What Will People Think?
What will people think?
I heard some version of this question for all of my childhood and adolescence. It seemed like everyone I knew during my early years valued the answer to this question, and I learned that I should do the same.
The “people” were not clearly defined, but the implied definition was the people whose approval was essential in order to be included. Sometimes I assumed “people” meant the matriarchs at church who were friends with my great-grandmother.
This question never meant something positive. The assumed responses to the question were, “They will think less of you. They will associate you with people they think less of. They will exclude you.” And the idea that “they” would think these things was supposed to keep you from doing anything “they” might disapprove of. The question was based on a social structure where a hierarchy of worth was controlled by a small group of powerbrokers.

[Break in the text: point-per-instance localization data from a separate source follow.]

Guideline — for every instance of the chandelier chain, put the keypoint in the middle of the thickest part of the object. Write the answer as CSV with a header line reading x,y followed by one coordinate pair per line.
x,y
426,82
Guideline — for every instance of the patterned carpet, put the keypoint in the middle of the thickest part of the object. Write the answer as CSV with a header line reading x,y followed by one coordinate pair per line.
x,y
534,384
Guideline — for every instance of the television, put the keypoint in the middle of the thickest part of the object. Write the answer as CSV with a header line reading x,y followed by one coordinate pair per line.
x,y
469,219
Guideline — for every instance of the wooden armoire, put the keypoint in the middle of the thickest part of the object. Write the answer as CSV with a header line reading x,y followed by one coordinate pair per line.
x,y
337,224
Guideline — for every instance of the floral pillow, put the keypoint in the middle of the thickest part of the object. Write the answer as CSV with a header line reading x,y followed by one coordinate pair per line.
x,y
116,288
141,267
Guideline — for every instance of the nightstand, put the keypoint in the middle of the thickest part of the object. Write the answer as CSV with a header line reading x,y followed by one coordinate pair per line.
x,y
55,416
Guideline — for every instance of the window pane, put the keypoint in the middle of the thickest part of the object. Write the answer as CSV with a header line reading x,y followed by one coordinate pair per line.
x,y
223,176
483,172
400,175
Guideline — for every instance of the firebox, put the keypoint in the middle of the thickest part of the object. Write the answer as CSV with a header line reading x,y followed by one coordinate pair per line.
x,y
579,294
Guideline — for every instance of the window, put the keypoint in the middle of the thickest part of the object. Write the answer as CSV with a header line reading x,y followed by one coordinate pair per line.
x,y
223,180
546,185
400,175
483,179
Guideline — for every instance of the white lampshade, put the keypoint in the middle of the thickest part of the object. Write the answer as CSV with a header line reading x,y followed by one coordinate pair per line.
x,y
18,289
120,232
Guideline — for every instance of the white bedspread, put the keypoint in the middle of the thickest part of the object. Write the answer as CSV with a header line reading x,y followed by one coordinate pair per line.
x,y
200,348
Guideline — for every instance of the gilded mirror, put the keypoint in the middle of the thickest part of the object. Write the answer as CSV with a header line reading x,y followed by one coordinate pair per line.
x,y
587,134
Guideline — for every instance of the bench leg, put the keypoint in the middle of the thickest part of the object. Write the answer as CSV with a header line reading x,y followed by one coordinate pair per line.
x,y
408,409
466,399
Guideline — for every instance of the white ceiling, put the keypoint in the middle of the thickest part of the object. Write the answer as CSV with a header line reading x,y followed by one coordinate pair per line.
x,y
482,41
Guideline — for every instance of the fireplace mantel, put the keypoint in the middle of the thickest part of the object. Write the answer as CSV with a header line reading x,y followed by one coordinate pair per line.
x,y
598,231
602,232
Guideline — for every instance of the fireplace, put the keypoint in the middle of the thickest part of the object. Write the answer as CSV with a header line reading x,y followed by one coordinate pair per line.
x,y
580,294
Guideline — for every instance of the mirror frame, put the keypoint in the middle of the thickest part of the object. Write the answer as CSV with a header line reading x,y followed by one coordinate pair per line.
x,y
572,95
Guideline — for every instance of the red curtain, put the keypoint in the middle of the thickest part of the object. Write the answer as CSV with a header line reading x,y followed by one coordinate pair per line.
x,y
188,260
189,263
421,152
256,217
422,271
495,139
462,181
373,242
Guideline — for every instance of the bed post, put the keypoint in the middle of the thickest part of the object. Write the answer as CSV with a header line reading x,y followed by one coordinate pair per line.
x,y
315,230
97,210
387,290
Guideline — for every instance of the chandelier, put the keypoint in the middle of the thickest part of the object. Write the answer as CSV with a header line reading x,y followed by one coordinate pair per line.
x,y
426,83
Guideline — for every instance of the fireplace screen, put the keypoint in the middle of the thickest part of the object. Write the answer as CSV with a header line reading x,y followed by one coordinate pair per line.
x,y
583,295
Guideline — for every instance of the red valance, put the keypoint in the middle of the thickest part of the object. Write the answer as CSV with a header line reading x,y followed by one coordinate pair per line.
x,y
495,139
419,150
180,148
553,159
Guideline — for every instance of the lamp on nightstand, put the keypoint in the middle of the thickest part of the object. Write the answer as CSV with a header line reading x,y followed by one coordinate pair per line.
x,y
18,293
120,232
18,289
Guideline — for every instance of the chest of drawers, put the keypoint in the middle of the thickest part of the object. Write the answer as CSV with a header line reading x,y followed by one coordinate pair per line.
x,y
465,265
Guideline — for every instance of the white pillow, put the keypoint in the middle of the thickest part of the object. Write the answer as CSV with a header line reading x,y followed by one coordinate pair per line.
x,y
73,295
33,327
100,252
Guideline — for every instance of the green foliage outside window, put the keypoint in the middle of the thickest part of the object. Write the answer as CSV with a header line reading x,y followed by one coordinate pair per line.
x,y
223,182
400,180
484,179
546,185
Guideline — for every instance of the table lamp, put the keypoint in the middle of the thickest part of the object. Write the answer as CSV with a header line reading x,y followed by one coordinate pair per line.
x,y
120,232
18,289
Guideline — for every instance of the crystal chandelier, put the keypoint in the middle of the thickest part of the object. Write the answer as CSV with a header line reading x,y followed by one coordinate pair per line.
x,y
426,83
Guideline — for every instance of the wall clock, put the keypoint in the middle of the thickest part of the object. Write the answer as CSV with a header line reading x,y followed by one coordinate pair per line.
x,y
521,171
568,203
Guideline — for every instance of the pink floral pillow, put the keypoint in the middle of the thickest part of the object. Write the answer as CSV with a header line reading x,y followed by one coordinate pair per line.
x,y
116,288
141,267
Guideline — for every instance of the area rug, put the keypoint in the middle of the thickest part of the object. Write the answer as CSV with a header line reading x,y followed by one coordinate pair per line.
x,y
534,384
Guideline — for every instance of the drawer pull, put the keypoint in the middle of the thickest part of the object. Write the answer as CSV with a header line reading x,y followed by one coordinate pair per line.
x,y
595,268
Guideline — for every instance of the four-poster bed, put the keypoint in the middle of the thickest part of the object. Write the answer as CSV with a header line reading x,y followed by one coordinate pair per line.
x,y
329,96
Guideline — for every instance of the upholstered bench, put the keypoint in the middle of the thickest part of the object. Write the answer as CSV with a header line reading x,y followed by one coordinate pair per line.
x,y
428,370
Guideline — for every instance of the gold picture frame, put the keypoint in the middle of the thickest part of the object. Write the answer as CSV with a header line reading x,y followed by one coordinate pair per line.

I grew up with the constant awareness that I was performing for an undefined audience grading me with a rubric that was never clearly articulated. However, it was always clear that being well-behaved, accommodating, polite, and straight were baseline expectations. I learned to make decisions - or get stuck in the paralysis of analysis - based on the opinions of others instead of my own opinion.
Thankfully, I have learned better questions to ask. I have learned to value my own opinion, needs, and interests more than the opinions of people who think they get to determine my life or my worth. They don’t. I do. And when I take the time to ask better questions, I live a more deeply rooted, fruitful life.
My better questions are:
Is this what I want?
Will this help me or will it hurt me?
Will this get me closer to the life I am working to create, or will it move me away from that goal?
How will I feel if I do this?
How will this impact the people who matter the most to me?
When these questions are answered, then a better version of the “what will people think” can be asked: How will this impact the people who matter the most to me?
To live a life that is deeply rooted in who we really are, we have to ask better questions when making decisions.
What we want, how we feel, and the life we are working to create matter so much more than what “people” think.